Regulators have a role to play in ensuring that there is a solid evidence base to support the assessment of added therapeutic benefit of novel treatments compared with existing and potentially cheaper therapies. To help health technology assessment bodies, payers, clinicians and patients to separate merely new from truly better medicines, the regulators, firstly, should provide explicit reasoning on a medicine’s added benefit compared to other treatments at the time of approval.
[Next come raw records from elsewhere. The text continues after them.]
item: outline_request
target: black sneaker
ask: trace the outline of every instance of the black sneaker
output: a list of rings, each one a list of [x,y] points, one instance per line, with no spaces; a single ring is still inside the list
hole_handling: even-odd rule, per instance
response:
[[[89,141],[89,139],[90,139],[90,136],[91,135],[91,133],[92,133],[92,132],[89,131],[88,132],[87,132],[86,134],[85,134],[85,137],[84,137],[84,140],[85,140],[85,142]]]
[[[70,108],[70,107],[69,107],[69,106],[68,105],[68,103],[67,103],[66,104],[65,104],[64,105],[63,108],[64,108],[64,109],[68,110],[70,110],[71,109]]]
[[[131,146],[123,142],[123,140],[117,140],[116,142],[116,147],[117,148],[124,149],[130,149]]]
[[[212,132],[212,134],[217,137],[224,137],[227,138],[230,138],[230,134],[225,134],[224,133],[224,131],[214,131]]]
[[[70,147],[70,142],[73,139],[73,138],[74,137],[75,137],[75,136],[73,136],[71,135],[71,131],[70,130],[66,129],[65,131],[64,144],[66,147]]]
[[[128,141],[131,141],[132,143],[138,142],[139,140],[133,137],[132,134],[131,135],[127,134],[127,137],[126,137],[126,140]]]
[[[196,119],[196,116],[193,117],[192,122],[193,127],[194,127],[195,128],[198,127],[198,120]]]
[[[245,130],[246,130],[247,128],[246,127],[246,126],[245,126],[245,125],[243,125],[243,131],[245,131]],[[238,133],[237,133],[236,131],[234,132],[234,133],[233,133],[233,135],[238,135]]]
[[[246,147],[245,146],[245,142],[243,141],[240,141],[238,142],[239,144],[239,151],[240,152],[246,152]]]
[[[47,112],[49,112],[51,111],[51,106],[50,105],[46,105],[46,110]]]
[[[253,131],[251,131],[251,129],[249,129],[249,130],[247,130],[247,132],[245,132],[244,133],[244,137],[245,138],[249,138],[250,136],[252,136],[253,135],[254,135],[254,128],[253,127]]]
And secondly, they should insist on ‘evidence by design’. This means they must make companies aware of the need to plan the development programmes of medicines upfront, so that they are suitable to address the evidence needs of all relevant healthcare decisions-makers.

These are the main conclusions of an article by EMA’s Senior Medical Officer, Hans-Georg Eichler, Harald Enzmann, Chair of EMA’s human medicines committee (CHMP) and Head of European and International Affairs at the Federal Institute for Drugs and Medical Devices (BfArM) and EMA's Executive Director Guido Rasi, published today in Nature Reviews Drug Discovery. In this article, the authors analyse the benefits and risks of different proposals regarding the role of regulatory agencies in establishing the added therapeutic benefit of novel treatments in light of the ongoing debate about medicines pricing. Health-care payers emphasise that ‘innovation’ is not always synonymous with ‘added therapeutic benefit’ and increasingly resist paying high prices for new medicines with no or only minor added benefit.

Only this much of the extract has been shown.